The F-35 Lighting II Joint Strike Fighter is one of the most advanced aircrafts in the world. A fifth-generation multi-role fighter, the F-35 signals a new era of Australian air power.

In 2015, BAE Systems Australia was assigned to sustain the Royal Australia Air Force’s fleet of F-35 fighter jets. The F-35 is sustained and upgraded at the Southern Pacific Regional Airframe Depot in Williamtown, NSW. From this facility, BAE Systems Australia will support F-35 aircraft from across the region. The facility will also be home to a BAE Systems Australia managed Asia Pacific Regional Warehouse where spares will be provided to operational units across the region. BAE Systems Australia will also maintain key F-35 components at the Williamtown facility when the Asia Pacific component Depot capability activates over the coming years.

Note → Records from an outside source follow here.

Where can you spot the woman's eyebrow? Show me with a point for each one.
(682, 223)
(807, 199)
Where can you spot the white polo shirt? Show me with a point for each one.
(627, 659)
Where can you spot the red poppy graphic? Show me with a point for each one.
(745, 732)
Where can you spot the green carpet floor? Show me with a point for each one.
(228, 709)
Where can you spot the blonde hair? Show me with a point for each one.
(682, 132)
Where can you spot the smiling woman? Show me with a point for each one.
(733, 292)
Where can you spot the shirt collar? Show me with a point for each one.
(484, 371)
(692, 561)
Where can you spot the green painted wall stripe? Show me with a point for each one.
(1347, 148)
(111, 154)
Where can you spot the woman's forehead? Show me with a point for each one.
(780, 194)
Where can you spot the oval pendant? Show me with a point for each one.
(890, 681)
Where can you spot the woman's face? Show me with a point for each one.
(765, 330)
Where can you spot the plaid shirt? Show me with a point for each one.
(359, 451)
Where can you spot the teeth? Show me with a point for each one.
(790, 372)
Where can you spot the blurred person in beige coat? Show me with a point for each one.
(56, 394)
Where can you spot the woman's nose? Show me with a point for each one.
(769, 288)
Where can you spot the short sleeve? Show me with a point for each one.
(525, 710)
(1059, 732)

In January 2021, the first F-35 arrived at BAE Systems Australia’s Williamtown Depot. We sat down with Derren Shaw, F-35 Program Manager at BAE Systems Australia, to hear how the program has grown and what is to come as the program enters the next phase.

What is most exciting about your leadership role in the F-35 program?
This year is the RAAF’s 100th birthday and it was a great time to welcome the first F-35 to our hangar. It is a huge privilege to support the RAAF and to be on this journey with the F-35 fleet.

For me, the size, scale and complexity of the program is really exciting and the only way that this program can be successful is through collaboration. It is exciting to see collaboration play out in reality across Government, Industry Primes, the Royal Australian Air Force and our wide chain of sovereign suppliers.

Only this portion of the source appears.